PL: i use Trac as organization tool, very effective, very important to have such a good tool for organizing. I believe is best to focus on infrastructure instead of specific projects: you never know when the energy is ready to flow in which direction, so we'd best try to open the space (like with a wiki, that is infinite) and give it a structure. chaos can be destructive in these cases, we always need an infrastructure for an ecosystem that is free..
K: you use wiki with the trac?
PL: i use all features of trac: wiki, ticketing and subversion integration.
J: i also find trac very useful, we use it on dyne.org and it had made much lighter administration tasks. before we used to have moinmoin, mantis and cvs which are 3 different systems all written in different languages: an administration hassle. Trac merges all that.
K: how trac is written?
J: python. good language for server side pages
everyone nods
J: and i'm very enthusiastic about emacs, org-mode and muse.el - client side CMS.

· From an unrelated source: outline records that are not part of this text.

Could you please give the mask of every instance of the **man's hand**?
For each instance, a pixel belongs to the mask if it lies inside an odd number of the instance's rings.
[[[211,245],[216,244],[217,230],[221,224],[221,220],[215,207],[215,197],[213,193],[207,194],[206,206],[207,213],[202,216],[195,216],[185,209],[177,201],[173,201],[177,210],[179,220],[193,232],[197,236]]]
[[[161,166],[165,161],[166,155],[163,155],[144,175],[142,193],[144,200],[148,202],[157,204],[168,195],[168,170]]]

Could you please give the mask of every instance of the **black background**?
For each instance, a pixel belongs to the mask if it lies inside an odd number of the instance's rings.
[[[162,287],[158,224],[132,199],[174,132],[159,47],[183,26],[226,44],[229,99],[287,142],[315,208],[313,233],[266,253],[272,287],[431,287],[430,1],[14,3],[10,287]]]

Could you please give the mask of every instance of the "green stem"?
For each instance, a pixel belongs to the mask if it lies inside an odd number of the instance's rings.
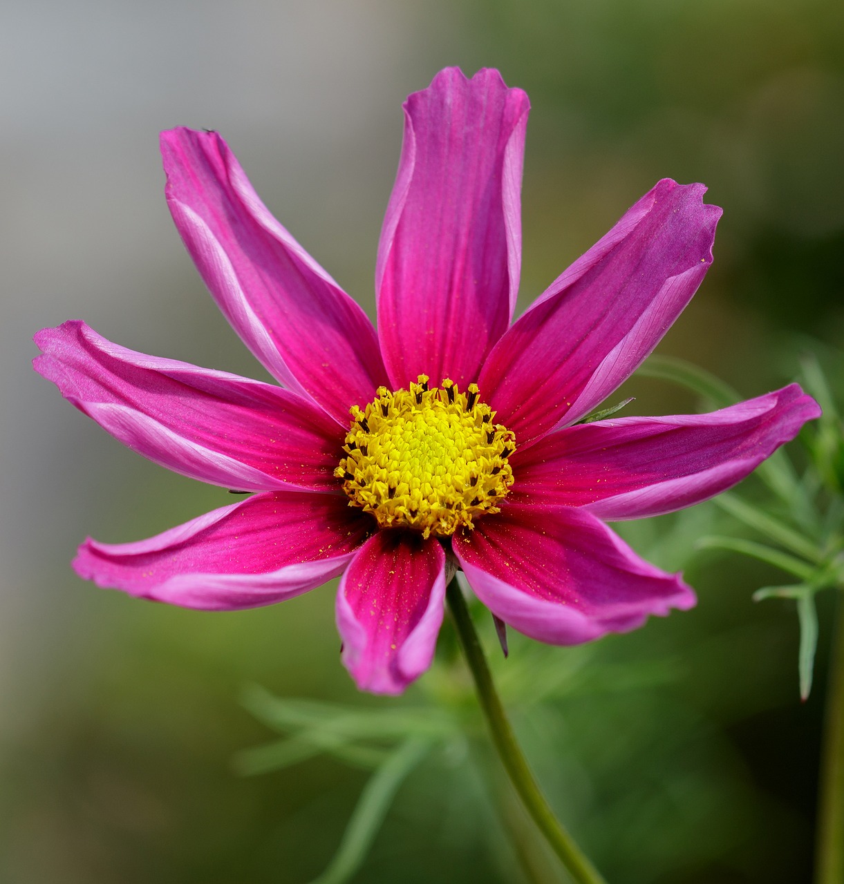
[[[844,882],[844,593],[837,595],[821,755],[816,884]]]
[[[457,585],[457,577],[449,584],[447,598],[493,743],[525,809],[578,884],[605,884],[597,869],[554,816],[554,812],[549,806],[527,766],[495,690],[487,658],[469,616],[469,609]]]

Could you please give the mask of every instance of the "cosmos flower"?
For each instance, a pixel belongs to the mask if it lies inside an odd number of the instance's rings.
[[[280,386],[112,344],[35,336],[36,370],[129,447],[253,495],[148,540],[88,539],[100,586],[234,610],[341,575],[343,662],[397,693],[431,664],[462,569],[504,623],[571,644],[694,604],[604,520],[711,497],[819,409],[796,385],[707,415],[579,423],[654,348],[721,214],[664,179],[514,324],[527,96],[496,71],[410,95],[376,269],[378,332],[265,208],[212,132],[162,134],[176,226]]]

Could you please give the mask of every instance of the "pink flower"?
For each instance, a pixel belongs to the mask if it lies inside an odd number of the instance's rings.
[[[510,324],[527,111],[496,71],[448,69],[408,98],[377,336],[219,135],[163,133],[176,226],[282,386],[142,355],[81,322],[39,332],[36,370],[108,432],[177,472],[258,492],[149,540],[88,539],[81,576],[233,610],[342,575],[343,662],[382,693],[430,666],[456,567],[501,620],[557,644],[694,604],[602,520],[724,491],[819,409],[792,385],[708,415],[577,423],[688,303],[721,211],[702,185],[660,181]]]

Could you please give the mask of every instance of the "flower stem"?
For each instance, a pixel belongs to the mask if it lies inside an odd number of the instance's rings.
[[[516,742],[513,728],[493,683],[487,658],[469,615],[463,593],[455,577],[447,591],[449,607],[454,618],[457,636],[475,682],[478,699],[492,734],[498,756],[510,776],[525,809],[559,857],[569,874],[578,884],[605,884],[597,869],[554,816],[545,796],[540,790],[525,755]]]
[[[817,884],[844,881],[844,592],[837,595],[821,755]]]

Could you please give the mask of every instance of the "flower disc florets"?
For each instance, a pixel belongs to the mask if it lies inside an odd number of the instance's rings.
[[[507,458],[512,432],[494,423],[476,384],[460,392],[449,378],[428,388],[418,376],[410,390],[379,387],[361,410],[354,406],[347,456],[334,471],[350,506],[372,513],[382,528],[410,528],[448,537],[472,519],[497,513],[513,484]]]

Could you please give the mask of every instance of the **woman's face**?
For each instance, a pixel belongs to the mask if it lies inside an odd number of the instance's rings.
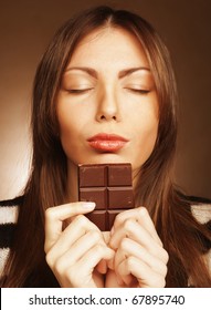
[[[158,99],[140,43],[123,29],[85,37],[64,72],[56,102],[67,165],[131,163],[150,156]]]

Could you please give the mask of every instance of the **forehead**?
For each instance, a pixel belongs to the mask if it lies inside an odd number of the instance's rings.
[[[141,43],[129,31],[122,28],[105,27],[92,31],[75,48],[71,64],[115,64],[127,62],[128,65],[148,66],[148,60]]]

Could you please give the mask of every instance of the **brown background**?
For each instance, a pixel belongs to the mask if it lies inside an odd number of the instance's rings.
[[[19,0],[0,4],[0,199],[15,196],[28,175],[36,64],[61,23],[96,4],[134,10],[167,43],[180,94],[176,178],[188,194],[211,198],[211,1]]]

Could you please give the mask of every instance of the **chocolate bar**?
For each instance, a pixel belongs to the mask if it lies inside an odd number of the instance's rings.
[[[87,218],[102,231],[110,230],[116,215],[134,207],[131,165],[78,165],[78,200],[94,202]]]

PL: yes, but what about collective wikis and collective CMS?
J: lab.dyne.org runs on heavy load moin-moin wiki. holds well.

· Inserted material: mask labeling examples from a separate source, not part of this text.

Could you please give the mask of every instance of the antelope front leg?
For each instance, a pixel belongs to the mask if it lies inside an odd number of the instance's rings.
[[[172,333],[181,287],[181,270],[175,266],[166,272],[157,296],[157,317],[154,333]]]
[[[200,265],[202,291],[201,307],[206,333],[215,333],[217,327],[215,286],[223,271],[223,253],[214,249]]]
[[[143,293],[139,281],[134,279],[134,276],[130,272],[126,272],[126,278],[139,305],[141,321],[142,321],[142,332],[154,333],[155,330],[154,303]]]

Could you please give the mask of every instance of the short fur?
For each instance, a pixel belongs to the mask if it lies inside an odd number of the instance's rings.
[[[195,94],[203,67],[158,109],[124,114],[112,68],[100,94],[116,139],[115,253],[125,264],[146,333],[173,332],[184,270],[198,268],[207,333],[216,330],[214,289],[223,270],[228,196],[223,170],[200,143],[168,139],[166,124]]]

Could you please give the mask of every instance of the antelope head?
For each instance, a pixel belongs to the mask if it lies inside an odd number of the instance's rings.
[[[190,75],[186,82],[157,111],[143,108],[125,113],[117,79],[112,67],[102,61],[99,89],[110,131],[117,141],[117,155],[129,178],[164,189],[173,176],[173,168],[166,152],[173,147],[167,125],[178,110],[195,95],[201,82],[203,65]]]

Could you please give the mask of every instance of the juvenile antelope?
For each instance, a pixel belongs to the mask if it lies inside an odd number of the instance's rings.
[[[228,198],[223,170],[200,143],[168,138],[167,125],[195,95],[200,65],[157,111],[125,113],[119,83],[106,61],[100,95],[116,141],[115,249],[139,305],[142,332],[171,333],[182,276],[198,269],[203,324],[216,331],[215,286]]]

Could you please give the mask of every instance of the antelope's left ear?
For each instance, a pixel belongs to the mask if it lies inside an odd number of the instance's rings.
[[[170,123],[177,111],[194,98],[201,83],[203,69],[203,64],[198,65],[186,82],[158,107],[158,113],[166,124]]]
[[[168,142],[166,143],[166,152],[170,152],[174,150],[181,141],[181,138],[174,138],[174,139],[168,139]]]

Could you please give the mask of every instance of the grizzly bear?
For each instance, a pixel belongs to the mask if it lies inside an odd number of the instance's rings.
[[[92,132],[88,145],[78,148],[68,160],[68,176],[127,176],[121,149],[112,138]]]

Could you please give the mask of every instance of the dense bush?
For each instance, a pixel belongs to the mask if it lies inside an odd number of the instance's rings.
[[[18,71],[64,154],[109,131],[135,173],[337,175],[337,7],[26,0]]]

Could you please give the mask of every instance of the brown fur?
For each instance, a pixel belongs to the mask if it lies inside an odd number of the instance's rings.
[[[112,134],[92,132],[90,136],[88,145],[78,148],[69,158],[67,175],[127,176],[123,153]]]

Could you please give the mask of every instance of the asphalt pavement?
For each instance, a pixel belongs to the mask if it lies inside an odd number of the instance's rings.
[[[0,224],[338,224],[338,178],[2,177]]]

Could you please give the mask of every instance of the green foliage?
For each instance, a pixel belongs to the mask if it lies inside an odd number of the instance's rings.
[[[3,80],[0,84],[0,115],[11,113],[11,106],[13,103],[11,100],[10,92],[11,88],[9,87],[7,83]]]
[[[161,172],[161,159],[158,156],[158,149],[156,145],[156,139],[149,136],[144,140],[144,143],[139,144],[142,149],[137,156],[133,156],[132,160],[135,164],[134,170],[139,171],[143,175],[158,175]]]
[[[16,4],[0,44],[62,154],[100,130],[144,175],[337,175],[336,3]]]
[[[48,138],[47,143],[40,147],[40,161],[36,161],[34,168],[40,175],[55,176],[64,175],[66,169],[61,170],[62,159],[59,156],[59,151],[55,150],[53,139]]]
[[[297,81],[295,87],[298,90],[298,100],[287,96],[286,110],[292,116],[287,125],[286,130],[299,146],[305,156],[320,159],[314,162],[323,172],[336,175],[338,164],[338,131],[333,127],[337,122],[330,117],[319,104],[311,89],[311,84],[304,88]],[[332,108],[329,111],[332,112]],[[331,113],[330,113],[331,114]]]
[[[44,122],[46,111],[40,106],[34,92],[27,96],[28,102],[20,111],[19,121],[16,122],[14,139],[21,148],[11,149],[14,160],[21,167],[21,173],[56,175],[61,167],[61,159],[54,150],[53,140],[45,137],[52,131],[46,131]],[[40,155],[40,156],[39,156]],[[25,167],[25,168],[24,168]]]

PL: true. i tried quite some wiki engines and moinmoin is good. mediawiki sucks, pmwiki way better: stores pages as flat files and upgrading it is as simple as detaring the new version in the root of the pmwiki install. That's good technological fluidity.
J: ahah. agree. mediawiki sucks :)
My laptop battery finishes, minutes get less precise.
We talk about P2P technologies, telephone network, hacking of existing mobile phones (and how little has been done so far in that direction), the bricophone project and more...
Jim joins us wearing a t-shirt: "because ninjas are too busy."
J2: Hi all.
PL: Jim is doing electronic music and is a computer expert.
J: we were now discussing about P2P. (quick resume of the meeting)
J2: I like p2p in relation to worm networks :)
more discussion about how worms nowadays work and communicate
J: Jim you should check the Cellsbutton festival in Jogja organized by HONF, i guess you'd be a good presence there, performing maybe.
J2: never heard about, interesting.
more discussion lacking notes
J: something i didn't mentioned yet is Transmission.cc, Andy from engagemedia is organizing the asian edition of this meeting this summer in collaboration with RuangRupa. Meeting is about independent TV station, very important topic here. Was first organized in Rome at Forte Prenestino, then London, then Amsterdam a few weeks ago .. next here.